Bianca é um caso interessante de ser analisado, pois na maioria das cenas

observadas percebemos que não incorpora a marca negativa de incapacidade, não

se recusa a fazer atividades mesmo quando o desafio motor é muito grande, Bianca

tenta superar seu estigma quando não se preocupa em errar nas atividades e se

propõe a enfrentar os desafios das atividades cotidianas. Desta forma, seus amigos,

a professora e a própria família compartilha com seu estigma, e entendem as

limitações de sua deficiência. A esse respeito Goffman (1988) relata que o indivíduo

estigmatizado pode encontrar nessas interações pessoas compreensivas à sua

deficiência, dispostas a entender seu modo diferente de ser, ou seja:

ele descobrirá que há pessoas compassivas, dispostas a adotar seu ponto de vista e a compartilhar o sentimento de que ele é humano e “essencialmente” normal apesar da aparências e a despeito de suas próprias dúvidas. Neste caso deve se considerar duas categorias. O primeiro grupo de pessoas benévolas é, é claro, o daquelas que compartilham seu estigma.
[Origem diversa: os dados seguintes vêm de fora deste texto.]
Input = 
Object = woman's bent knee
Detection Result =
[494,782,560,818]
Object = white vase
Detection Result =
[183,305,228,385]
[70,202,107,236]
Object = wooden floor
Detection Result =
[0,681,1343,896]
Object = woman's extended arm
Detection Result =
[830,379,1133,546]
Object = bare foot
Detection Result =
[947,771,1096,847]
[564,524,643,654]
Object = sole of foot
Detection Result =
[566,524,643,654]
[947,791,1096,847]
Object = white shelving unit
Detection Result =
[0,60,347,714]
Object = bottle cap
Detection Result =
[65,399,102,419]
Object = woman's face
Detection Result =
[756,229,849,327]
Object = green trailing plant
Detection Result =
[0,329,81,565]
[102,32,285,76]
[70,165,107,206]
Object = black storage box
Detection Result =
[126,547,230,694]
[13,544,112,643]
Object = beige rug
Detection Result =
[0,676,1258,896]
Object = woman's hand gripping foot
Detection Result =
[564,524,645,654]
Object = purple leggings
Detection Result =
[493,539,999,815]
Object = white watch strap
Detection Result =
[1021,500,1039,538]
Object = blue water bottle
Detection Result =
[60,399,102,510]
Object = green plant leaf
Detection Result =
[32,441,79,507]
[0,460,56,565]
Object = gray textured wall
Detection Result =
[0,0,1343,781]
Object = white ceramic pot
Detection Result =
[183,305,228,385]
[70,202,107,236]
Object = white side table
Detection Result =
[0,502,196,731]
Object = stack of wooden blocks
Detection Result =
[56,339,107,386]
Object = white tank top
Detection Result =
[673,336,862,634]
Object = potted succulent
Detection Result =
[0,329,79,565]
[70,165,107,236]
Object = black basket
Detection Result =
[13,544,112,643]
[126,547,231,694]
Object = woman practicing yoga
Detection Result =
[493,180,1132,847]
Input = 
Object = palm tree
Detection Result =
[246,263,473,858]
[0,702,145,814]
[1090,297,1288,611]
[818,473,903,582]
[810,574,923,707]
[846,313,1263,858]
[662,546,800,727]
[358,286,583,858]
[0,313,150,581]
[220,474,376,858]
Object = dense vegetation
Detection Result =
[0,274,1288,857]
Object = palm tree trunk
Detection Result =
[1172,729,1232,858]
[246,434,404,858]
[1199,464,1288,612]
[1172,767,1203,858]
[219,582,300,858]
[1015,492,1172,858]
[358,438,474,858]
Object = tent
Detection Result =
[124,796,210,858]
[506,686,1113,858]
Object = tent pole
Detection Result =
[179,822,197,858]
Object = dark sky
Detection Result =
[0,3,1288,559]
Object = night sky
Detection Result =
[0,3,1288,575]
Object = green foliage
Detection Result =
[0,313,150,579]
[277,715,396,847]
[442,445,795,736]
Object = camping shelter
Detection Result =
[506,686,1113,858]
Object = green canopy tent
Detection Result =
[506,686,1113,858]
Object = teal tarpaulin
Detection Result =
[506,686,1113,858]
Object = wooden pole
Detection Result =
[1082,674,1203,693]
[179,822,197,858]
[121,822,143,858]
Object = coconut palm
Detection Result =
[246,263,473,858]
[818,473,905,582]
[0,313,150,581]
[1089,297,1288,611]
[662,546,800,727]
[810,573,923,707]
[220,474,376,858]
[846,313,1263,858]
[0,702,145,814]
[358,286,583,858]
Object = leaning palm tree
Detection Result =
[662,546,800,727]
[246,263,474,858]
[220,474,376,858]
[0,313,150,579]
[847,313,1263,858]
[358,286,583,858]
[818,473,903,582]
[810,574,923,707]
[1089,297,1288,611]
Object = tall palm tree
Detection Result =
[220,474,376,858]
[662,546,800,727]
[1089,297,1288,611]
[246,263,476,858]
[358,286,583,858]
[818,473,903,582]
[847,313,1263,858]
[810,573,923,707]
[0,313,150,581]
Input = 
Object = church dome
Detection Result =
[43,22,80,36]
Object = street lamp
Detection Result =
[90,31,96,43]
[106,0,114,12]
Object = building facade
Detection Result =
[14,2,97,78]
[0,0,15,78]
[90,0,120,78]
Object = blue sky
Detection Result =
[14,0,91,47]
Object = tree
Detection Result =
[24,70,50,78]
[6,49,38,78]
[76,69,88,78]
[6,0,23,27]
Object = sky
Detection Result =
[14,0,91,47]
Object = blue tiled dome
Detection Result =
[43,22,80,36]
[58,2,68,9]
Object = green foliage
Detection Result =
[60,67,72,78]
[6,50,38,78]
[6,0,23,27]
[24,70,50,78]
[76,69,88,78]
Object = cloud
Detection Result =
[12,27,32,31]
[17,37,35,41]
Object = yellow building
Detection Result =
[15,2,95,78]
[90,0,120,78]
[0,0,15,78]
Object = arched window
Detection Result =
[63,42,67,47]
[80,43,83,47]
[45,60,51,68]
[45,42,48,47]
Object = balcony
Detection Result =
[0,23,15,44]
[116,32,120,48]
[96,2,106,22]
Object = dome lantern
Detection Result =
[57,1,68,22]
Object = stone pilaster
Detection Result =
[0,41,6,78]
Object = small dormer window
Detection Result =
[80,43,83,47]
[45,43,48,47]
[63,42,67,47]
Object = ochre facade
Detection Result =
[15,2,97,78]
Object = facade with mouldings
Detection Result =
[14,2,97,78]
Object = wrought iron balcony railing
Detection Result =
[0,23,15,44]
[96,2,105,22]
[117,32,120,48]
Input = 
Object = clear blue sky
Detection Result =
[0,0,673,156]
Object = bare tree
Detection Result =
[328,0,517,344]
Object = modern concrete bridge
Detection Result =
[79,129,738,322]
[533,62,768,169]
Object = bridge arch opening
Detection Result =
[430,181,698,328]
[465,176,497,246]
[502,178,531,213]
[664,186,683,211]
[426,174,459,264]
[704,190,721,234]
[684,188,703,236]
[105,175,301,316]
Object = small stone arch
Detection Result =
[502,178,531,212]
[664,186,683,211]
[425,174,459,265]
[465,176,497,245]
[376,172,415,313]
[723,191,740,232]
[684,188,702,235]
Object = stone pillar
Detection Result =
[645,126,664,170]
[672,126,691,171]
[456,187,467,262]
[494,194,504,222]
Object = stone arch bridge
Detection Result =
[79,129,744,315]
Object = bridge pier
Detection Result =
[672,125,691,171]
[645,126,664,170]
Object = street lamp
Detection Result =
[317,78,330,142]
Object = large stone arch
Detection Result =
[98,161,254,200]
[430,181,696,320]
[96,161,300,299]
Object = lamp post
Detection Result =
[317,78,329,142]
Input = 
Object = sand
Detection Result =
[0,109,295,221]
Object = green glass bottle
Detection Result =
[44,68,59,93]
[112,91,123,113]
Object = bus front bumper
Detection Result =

Sabendo por experiência própria o que se sente quando se tem esse estigma em particular, alguma delas podem instruí-lo quanto aos artifícios da relação e fornecer-lhe um círculo de lamentação no qual ele possa refugiar-se em busca de apoio moral e do conforto de sentir-se em sua casa, em seu ambiente, aceito como uma criatura que realmente é igual a qualquer outra normal.(Goffman,1988, p.29)

Goffman (1988) relata que quando as pessoas “normais” já vivenciaram

situações de exclusão e preconceito, a forma de agir com os ser estigmatizado é de

complacência, ou seja, aceitação e ajuda, buscando mostrar como este deve agir

perante aos conflitos e até compartilhando com o efeito de estigma do amigo.

Porém é necessário ter certa atenção quando estamos dispostos a interagir e

a defender os pontos do individuo estigmatizado, há casos em que como

acreditamos no processo de mudança dos indivíduos estigmatizados e nos

sensibilizamos por sua causa, podemos correr dois riscos: primeiramente o risco de

não cobrá-lo quando necessário ou então o risco de exceder nossa visão

relacionada a uma suposta normalidade, e não enxergamos sua limitação à ponto de

exigir do deficiente dele o que ele não pode fazer.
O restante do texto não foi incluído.